Calle dei Fabbri è cinese superati i negozi veneziani

Altre due aperture in pochi giorni. Botteghe semideserte e con la stessa merce Brunetta: «Offerta enorme per una domanda nulla: fenomeno inspiegabile»
Di Manuela Pivato
INTERPRESS/GF.TAGLIAPIETRA.- CALLE DEI FABBRI/17.03.13-(PIVATO)
INTERPRESS/GF.TAGLIAPIETRA.- CALLE DEI FABBRI/17.03.13-(PIVATO)

Calle dei Fabbri come Chinatown, affollata da gruppi di turisti cinesi che, a due passi da Piazza San Marco, trovano frotte di connazionali pronti a servir loro panini, pizza, borse, maschere e chincaglieria pseudo-veneziana fatta in Oriente. Migliaia e migliaia di chilometri per ritrovare la stessa lingua, le stesse facce, la stessa merce e, magari, anche gli stessi sapori.

Il cuore cinese batte nella calle a ritmo vertiginoso. Chiude il piccolo negozio di vicinato e, tempo una notte, una mano di bianco e quattro scaffali, apre un’altra bottega di borse, cover di telefonini, sandali di plastica. Insensibili agli affitti alle stelle (fino 4-5 mila euro al mese) e alla concorrenza reciproca, il numero di esercizi commerciali cinesi di calle dei Fabbri – una ventina – ha superato quello delle attività gestite dai veneziani diventando il punto di riferimento dei gruppi di orientali che ogni giorno arrivano in laguna.

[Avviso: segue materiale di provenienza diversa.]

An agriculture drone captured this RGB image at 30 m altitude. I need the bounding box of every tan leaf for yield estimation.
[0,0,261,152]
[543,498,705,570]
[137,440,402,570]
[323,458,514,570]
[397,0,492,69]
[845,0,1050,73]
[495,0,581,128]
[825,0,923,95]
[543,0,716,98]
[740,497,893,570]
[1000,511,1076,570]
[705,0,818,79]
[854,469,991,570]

«È un fenomeno apparentemente inspiegabile e senza una logica commerciale», commenta il presidente di Confesercenti, Piergiovanni Brunetta», perché questi negozi propongono un’offerta enorme a fronte di una domanda che non c’è. Sono sempre vuoti, con una ragazza seduta in fondo al negozio incollata al suo computer. Come facciano ad aprire in continuazione e a conquistare interi pezzi di città come è accaduto in calle dei Fabbri resta un mistero. Sarebbe interessante se la Camera di Commercio facesse una bella indagine per capire quanti sono e come se la passano considerato che anche loro a giungo devono fare la denuncia dei reditti».

Lo storico bar, il ristorantino, il negozio di abbigliamento da uomo che aveva 60 anni di vita, l’agenzia di viaggi: uno dopo l’altro hanno ceduto all’onda cinese che è entrata in possesso di metà calle trasformando radicalmente un pezzetto di tessuto della città.

A frequentare i negozi di pelletteria tutti uguali, i ristoranti che propongono spaghetti e panini surgelati corredandoli con le fotografie a colori in vetrina sono altri cinesi che evidentemente cercano qualcuno che parli il loro idioma e conosca i loro gusti per farli sentire a casa. Per il resto sono deserti.

«La caratteristica più soprendente, oltre all’omologazione dei prodotti, è la velocità con la quale gli orientali riescono a avviare le nuove attività», continua Brunetta, «senza che si sia mercato». Nell’arco dell’ultima settimana hanno alzato la saracinesca due nuovi negozi e dove non ci sono cinesi proliferano maschere, vetri e paccottiglia varia. Di “veneziano” sopravvive pochissimo, incluso il piccolo negozio di detersivi la cui resistenza nella China-calle ha qualcosa di eroico.